Moreover, while more women are entering the STEM workforce than ever before, women are still significantly underrepresented in STEM occupations in many countries.”
When she expressed further on the STEM education and 2030 sustainable development agenda, she came out with her findings which shows that only 18 women have won Nobel Prize in Physics, Chemistry or Medicine since Marie Curie in 1903 compared to 572 men; today only 28% of the world researchers are women; too many girls are held back by discrimination, biases, social norms and expectations that influence the quality of education they receive and the subject they study. She mentioned that if the 2030 sustainable agenda could be achieved, certain conditions must be taken into cognizance and implemented, then improvements that we are craving for are gotten.
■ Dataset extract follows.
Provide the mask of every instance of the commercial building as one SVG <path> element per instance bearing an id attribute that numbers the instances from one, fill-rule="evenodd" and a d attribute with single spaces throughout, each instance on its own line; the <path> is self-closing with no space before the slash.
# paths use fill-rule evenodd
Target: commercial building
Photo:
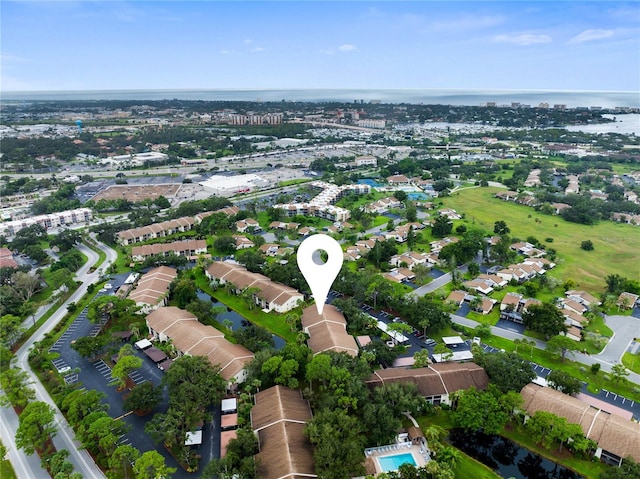
<path id="1" fill-rule="evenodd" d="M 223 176 L 214 175 L 199 183 L 205 191 L 216 196 L 233 196 L 239 193 L 249 193 L 260 188 L 266 188 L 270 182 L 254 174 Z"/>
She added: “UNESCO recognizes that achieving 2030 agenda requires the cultivation of transformative, innovative and creative thinking and skills, competent and empowered citizens (UNESCO, 2016). For education to achieve its potential, urgent changes are needed. This includes steps to eliminate persistent disparities in education access, participation and achievement to improve educational quality and provide learners with the knowledge, skill attitudes and behaviours to ensure inclusive and sustainable societies (UNESCO 2017).
Science, Technology, Engineering and Mathematics (STEM) education underpins the 2030 agenda for sustainable development. STEM education has already brought about improvements in many aspects of life such as health, agriculture, preserving the environment, reducing poverty, infrastructure and renewable energy. It is also key for preparing students for world of employment, enabling them entry into in-demand STEM careers of tomorrow. Leaving out girls and women in STEM is a loss for all. For the SDGs to be achieved, everyone needs to be involved including women and girls.
This inaugural lecture was, however, chaired by the Vice Chancellor of University of Lagos, Prof. Oluwatoyin Ogundipe; other principal officers of the institution were present. Many scholars and erudites within and in the Diaspora also attended this memorable event.